We, my husband and I, have crossed the threshold from young and invincible to aging and merely mortal.
I’ve been preparing myself (for at least a decade) for the end of me, whereby I have an invitation only bon voyage with the velvet rope and a doorman. I have read my voluminous, advance directive to my husband until his eyes glazed over. I’ve coerced a bevy of doctors to support my wish to die, with dignity, on my own terms. I have researched ways to make my retreat according to my schedule; covered everything from helium to bulletts to pharmaceuticals to hasten an otherwise graceless end.
I had never made a plan for life without my husband. I’ve made several plans, involving frying pans and oars, to help him gently “into that good night” but, as with so many other things in our life, I just assumed he would take direction from me when it was time for us to depart- together.
We had a humbling scare.

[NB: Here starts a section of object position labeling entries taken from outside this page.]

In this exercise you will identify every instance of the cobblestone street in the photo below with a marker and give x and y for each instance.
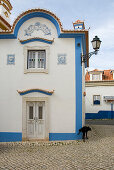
(94, 154)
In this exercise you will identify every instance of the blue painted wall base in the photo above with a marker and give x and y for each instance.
(64, 136)
(100, 115)
(10, 137)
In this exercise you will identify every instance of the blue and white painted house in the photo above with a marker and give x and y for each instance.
(99, 94)
(41, 95)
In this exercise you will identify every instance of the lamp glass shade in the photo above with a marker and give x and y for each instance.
(96, 43)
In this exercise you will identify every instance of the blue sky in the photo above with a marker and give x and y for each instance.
(97, 14)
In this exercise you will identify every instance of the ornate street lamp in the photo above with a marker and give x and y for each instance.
(96, 45)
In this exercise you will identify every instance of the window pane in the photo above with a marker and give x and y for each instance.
(31, 59)
(40, 112)
(30, 112)
(95, 77)
(96, 99)
(41, 59)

We’ve traipsed through doctors’ offices, had consultations, where my husband has been poked, prodded and explored in a manner most undignified. We held on tight and we got through. All of the things we hoped for in this amazing alliance, the things we hold dear in our extraordinarily vocal union, have never been more evident.
I will not be making a plan for life without my husband. My husband is my life; in spite of his many flaws, he is my favorite person in the universe. Knowing him has made me a better, more tolerant, human being. It is my hope that we will live long enough for me to return the favor.
Until that time, far off in the distant future, some things have changed around here. Routines are better suited to my vision of our life. A few patterns have remained obstinately ingrained, bad habits that refuse to be corrected. Luckily, we’ve been given an opportunity to continue practicing until we get it right.